Ya hay ejemplos de este tipo en la industria solar: Recientemente, el Departamento de Comercio tomó medidas drásticas contra ocho empresas chinas que producían células y módulos solares en China y luego los enviaban a países como Malasia o Vietnam para realizar pequeños retoques antes de exportarlos a Estados Unidos.
Minerales críticos frente a componentes
En un alarde de indulgencia hacia la industria automovilística, el libro blanco del Tesoro añadió un nuevo lenguaje que no estaba en la ley original: “materiales constitutivos”. Como informó Bloomberg a principios de esta semana, empresas como Redwood Materials, que produce cátodos a partir de baterías recicladas, están dando la voz de alarma ante este cambio.
La maniobra del Tesoro significaba que el cátodo -la parte más cara de una batería– formaría parte del cubo de minerales críticos de más fácil cumplimiento, en lugar del cubo de componentes de baterías, más restrictivo. Esto significaría que el cátodo podría proceder de cualquier país con un acuerdo de libre comercio con EE.UU., en lugar de sólo de Norteamérica, y seguir cumpliendo los requisitos.
Esto es una mala noticia para los nuevos fabricantes de cátodos en Estados Unidos, ya que tendrían que competir en precio con las empresas coreanas y japonesas.

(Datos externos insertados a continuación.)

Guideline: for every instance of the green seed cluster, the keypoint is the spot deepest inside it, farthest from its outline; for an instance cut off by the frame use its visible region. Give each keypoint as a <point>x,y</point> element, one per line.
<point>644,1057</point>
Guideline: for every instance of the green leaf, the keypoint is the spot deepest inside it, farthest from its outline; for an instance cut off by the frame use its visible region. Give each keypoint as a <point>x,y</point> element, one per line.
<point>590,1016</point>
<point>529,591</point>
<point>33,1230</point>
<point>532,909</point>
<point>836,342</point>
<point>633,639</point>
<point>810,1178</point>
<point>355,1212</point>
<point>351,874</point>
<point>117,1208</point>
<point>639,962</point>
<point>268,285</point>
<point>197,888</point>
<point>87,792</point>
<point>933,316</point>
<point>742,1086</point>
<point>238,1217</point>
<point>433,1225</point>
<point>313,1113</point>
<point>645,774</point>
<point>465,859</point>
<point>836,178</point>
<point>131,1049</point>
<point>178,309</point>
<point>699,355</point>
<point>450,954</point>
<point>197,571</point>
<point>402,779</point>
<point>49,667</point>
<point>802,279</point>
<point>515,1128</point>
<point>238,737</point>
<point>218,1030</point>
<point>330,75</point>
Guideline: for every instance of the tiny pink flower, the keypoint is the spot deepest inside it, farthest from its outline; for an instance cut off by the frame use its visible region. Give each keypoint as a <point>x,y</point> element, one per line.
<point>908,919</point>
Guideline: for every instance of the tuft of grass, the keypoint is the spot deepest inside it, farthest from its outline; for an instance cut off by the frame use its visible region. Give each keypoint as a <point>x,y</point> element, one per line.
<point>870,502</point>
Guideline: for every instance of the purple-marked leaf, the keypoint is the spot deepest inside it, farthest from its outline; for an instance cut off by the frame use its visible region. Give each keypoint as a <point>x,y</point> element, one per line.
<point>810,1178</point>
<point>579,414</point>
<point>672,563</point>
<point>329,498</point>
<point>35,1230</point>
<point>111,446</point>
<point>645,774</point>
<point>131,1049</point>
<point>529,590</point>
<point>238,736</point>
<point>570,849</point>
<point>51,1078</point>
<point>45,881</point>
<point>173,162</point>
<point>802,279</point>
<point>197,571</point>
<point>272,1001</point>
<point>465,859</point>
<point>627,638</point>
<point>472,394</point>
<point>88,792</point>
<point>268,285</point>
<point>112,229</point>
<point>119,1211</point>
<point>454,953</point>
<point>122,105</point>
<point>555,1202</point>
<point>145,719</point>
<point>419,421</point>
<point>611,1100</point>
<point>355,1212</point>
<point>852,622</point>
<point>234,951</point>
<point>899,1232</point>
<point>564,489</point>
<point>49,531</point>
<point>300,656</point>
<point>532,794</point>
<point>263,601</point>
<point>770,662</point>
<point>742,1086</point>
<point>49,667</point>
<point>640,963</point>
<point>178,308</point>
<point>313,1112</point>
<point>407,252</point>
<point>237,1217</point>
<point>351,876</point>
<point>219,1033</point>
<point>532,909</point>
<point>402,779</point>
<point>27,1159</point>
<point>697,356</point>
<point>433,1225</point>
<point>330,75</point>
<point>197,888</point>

“Básicamente, volveríamos a estar donde estábamos antes del IRA”, afirma J.B. Straubel, fundador y consejero delegado de Redwood, que ha cerrado acuerdos con fabricantes de automóviles como Ford, Toyota y Volkswagen. “Esto crea una gran incertidumbre y agitación entre todos nuestros socios y clientes”.
Acuerdos de libre comercio
La sección 30D establece que el 40% de los minerales críticos de una batería de vehículo eléctrico elegible -un mínimo que aumentará gradualmente hasta el 80% en 2027- deben extraerse o procesarse en países que tengan un acuerdo de libre comercio con Estados Unidos. Oficialmente, esa lista incluye a los principales productores de materias primas, como Canadá, Australia, Chile y Corea del Sur.
La Unión Europea y Japón están molestos por haber quedado al margen, y la administración Biden ha estado trabajando en mini acuerdos de comercio de minerales críticos para incluirlos. Más adelante, países como Argentina también podrían adherirse.
A medida que China y Rusia se acercan, es importante que Estados Unidos forje sus propias líneas de suministro con sus aliados. Pero algunos grupos, como los sindicatos que representan a los trabajadores del acero y la automoción, no ven con buenos ojos que algunos de esos nuevos puestos de trabajo en la minería y la transformación se trasladen al extranjero. Y el Congreso está cada vez más irritado por verse excluido de las negociaciones.
Hasta ahora, el Tesoro ha sido benévolo con la industria automovilística. En diciembre, los funcionarios bendijeron un vacío legal que permite a las empresas de automóviles eludir las normas de contenido de Manchin contando los coches alquilados como vehículos comerciales. En febrero, cedieron a las demandas de los fabricantes de utilizar las definiciones de la EPA de lo que constituye un vehículo utilitario deportivo para que más modelos pudieran optar a los créditos.
Independientemente de cómo se resuelvan las normas, los fabricantes de automóviles deberían tener una visión a más largo plazo, dijo Robbie Diamond, fundador de Securing America’s Energy Future, un grupo de expertos de Washington que aboga por la independencia energética de Estados Unidos.
“El sistema político estadounidense no se está volviendo más flexible a la hora de construir nuestra base industrial y reducir la dependencia de China”, afirmó Diamond. “Se trata de un objetivo móvil, y el objetivo es cada vez más estricto”.